In 1993, researchers announced the DCCT's main findings: intensive glucose control greatly reduces the eye, nerve, and kidney damage of type 1 diabetes. Tight control also lowers the risk of atherosclerosis, according to a study of DCCT participants published in 2003. But what's most remarkable about intensive control, the researchers say, is its long-lasting value.
After 61/2 years of the DCCT, HbA1c levels averaged 7 percent in the intensively treated group and 9 percent in the conventionally treated group.
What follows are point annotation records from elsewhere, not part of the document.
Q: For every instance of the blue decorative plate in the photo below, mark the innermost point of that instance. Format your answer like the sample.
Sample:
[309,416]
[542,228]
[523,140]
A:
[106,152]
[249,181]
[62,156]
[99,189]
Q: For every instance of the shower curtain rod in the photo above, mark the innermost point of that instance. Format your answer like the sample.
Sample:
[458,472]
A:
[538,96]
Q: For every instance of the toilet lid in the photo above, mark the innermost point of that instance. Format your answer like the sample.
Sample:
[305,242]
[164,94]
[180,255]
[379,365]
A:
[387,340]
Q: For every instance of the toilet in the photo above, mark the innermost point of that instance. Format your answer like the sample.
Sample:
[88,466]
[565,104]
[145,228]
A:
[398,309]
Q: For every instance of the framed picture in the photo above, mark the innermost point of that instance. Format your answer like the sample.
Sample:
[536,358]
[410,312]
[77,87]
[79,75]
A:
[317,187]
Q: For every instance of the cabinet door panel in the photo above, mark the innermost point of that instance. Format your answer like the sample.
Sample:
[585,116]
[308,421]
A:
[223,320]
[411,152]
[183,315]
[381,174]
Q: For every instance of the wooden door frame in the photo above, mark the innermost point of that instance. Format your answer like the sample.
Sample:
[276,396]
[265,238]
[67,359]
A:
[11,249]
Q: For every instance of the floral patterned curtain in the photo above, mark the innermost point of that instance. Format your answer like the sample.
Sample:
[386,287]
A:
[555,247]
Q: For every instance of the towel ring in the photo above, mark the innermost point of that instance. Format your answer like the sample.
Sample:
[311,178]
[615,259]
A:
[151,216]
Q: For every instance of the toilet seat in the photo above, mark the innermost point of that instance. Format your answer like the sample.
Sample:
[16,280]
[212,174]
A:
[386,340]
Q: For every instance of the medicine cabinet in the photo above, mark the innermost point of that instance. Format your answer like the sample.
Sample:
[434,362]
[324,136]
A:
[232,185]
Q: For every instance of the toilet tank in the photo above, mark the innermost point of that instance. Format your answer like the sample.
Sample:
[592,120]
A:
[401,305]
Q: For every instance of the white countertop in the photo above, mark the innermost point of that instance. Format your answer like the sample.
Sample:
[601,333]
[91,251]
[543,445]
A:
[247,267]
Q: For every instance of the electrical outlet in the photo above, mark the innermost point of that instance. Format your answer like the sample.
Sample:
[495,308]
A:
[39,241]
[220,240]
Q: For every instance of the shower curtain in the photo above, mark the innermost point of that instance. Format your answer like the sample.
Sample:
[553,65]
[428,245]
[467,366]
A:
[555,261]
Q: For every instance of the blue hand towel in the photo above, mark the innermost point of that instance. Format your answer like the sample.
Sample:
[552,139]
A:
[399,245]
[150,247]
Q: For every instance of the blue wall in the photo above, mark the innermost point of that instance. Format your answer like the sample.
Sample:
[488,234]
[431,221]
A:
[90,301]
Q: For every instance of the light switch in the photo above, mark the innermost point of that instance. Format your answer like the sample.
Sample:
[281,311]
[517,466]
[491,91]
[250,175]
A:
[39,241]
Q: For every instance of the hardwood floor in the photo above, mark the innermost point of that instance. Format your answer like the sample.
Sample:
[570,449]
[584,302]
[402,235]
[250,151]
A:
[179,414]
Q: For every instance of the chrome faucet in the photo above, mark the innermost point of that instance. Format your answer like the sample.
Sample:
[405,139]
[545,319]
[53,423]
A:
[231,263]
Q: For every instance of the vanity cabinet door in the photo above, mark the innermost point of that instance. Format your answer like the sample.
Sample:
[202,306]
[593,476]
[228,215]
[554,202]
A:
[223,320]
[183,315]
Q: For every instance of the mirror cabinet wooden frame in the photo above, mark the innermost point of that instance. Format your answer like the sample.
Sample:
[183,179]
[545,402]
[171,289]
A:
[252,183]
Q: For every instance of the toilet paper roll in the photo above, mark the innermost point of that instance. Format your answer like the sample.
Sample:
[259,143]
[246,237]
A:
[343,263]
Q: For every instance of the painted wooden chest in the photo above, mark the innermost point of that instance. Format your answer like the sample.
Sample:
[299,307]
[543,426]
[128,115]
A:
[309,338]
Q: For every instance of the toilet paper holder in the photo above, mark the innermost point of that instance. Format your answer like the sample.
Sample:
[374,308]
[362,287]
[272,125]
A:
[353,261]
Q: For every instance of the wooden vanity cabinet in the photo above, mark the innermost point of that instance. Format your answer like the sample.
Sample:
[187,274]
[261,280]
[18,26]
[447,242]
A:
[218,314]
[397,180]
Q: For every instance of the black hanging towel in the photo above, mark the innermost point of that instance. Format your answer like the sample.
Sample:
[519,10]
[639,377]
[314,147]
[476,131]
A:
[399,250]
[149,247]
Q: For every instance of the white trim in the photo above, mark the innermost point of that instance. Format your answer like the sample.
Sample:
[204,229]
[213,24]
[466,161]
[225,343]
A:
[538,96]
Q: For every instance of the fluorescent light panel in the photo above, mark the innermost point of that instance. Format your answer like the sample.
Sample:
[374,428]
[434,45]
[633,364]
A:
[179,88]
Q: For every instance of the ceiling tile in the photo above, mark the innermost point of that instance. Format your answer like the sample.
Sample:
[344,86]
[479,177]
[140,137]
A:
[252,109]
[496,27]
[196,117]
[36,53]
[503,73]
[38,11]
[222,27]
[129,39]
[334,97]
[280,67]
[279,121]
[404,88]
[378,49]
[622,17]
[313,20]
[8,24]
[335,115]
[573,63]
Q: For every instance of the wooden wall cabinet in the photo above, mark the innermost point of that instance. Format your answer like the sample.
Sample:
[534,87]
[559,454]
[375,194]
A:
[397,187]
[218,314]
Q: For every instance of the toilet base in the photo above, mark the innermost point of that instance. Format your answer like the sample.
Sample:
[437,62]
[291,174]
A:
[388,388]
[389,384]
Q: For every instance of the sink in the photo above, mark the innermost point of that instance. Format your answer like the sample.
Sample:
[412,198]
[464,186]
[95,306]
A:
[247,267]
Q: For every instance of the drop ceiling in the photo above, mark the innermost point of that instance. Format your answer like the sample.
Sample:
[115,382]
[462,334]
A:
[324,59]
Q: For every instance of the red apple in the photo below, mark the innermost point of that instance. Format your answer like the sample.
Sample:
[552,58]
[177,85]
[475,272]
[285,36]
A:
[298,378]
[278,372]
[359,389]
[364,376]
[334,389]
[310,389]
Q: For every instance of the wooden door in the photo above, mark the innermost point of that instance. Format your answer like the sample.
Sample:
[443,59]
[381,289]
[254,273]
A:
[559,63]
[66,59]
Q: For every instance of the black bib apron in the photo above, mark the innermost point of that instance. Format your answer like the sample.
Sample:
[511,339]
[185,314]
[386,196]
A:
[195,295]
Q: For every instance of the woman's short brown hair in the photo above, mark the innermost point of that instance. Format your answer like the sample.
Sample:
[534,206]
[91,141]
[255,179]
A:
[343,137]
When the study ended, the conventionally treated group was encouraged to adopt intensive control and shown how to do it, and researchers began the long-term follow-up of participants. To the researchers' surprise, the benefits of the original 6 years of intensive control have persisted despite the fact that both groups' HbA1c values have leveled off at about 8 percent after a rise in blood glucose in the intensively treated group and a drop in blood glucose in those formerly on conventional treatment.
In results announced, among the 1,375 volunteers continuing to participate in the study, the intensively treated patients had less than half the number of CVD events than the conventionally treated group (46 compared to 98 events). Such events included heart attacks, stroke, angina, and coronary artery disease requiring angioplasty or coronary bypass surgery. Thirty-one intensively treated patients (4 percent) and 52 conventionally treated patients (7 percent) had at least one CVD event during the 17 years of follow- up. The average age of participants is 45 years; 53 percent are male.